Dealing with What You Did - 9 Strategies to Handle a Guilty Conscience

By James Warrington


If you have ever had a guilty conscience, you know how complicated it can be to go on with your life the same as before the event that caused your guilt. Taking steps that may help you make up for the damaging event or even put it in your past can help you deal with your guilt and move ahead with more positivity.

Think about applying these techniques to help you deal with a guilty conscience:

1 . Come clean. If you can go to the person you wronged, completely knowing and acknowledging what might happen to your relationship, you may be able to free your conscience.

* However , when you have a guilty conscience, it is usually because you committed a grave mistake towards someone you truly love and care about. You may feel as if you can never come clean with that person because of possible consequences.

* If you're inclined to choose this approach, look at it thoroughly before you apply it. Reflect both on how this particular information will impact the one you wronged as well as how coming clean will affect you. It may be best to use the written word.

2 . Write down your misdeed and an apology. Read it aloud to the person, or hand it to him to read.

3. Admit to yourself that you're human. Be truthful with yourself about what you did. Then, recognize that every person can make mistakes and that your goal is to refrain from creating the same error again.

4. Learn from it. Take some time thinking about the event and the error you created. Put yourself back into that mindset and ask yourself, "Why did I do it? " Understand where you were emotionally at that time and how destructive that "place" was for you. What can you learn from the experience?

5. Find religious guidance. If you are part of a religion that encourages confession and reconciliation, follow through with it! It's truly uplifting and motivates recovery from your wounds.
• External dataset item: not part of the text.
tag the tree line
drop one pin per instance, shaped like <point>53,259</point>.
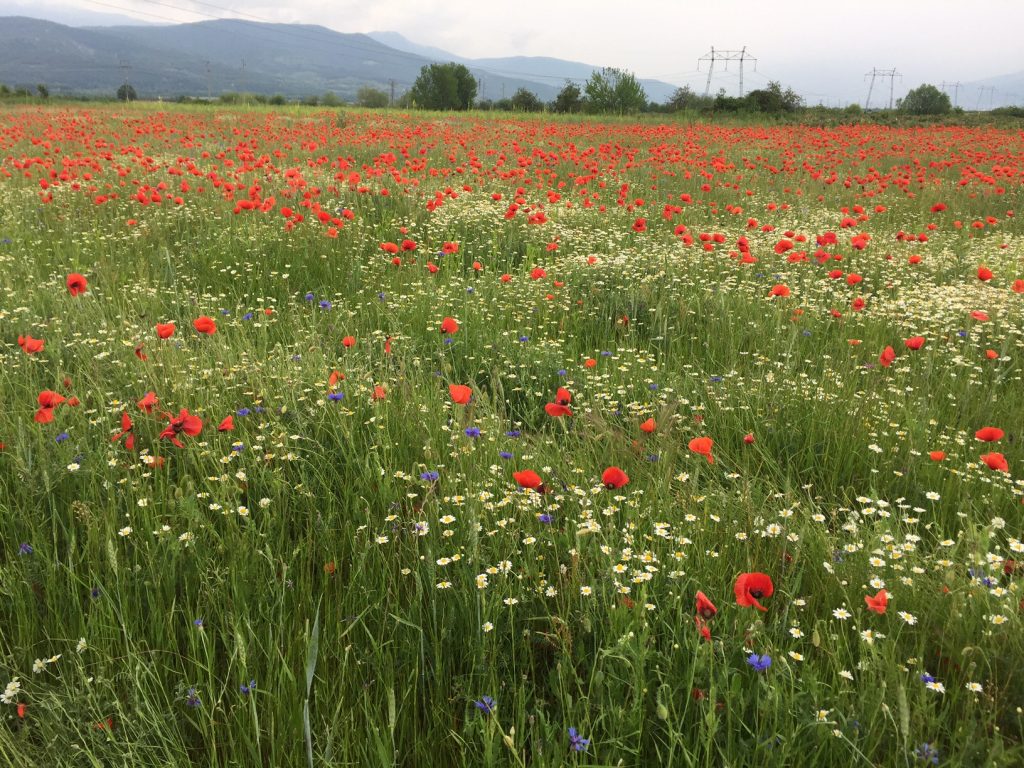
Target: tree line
<point>608,91</point>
6. Spend some time doing volunteer work. If you feel you should do something to "cancel out" the deed you committed, schedule time for you to do volunteer work in your community. It may be addressing envelopes for a nearby charitable organization to mail flyers or responding to a local organization's phones for 2 hours per week.

* Remind yourself that you are "paying" for your misdeed by doing good stuff for others. Maintain positivity.

7. Concentrate on carrying out one good deed per day. Maybe you can give your neighbor a lift to work. Or you can wash your dad's car. Take a look all around you. You will see folks everywhere performing everyday tasks. Jump in and help them. It will feel great and restore your faith in yourself and your positive actions.

8. Donate funds to a cause you believe in. Whether it's to help the Haitians get on their feet or to give toward the rebuilding of New Orleans, give a decent portion of change to assuage your conscience. Will it help? It will absolutely make a positive difference to someone, perhaps to you as well.

* Recognize within yourself, "I am giving this cash to show I'm still a good person, even though I made a grievous mistake. "

9. See a therapist or counselor. If you think you're going to explode from the weight of your error, it may be time to talk to a professional about it. Therapists are required to respect your privacy within limits as specified by your state. You will be surprised at how great it feels to say out loud what you did.

* A therapist can assist you in dealing better with your feelings, learning to leave the error behind you, and become a better person for it.

Coping effectively with a guilty conscience will take time and persistance on your part. Set to work applying the above methods. You will be thankful you did!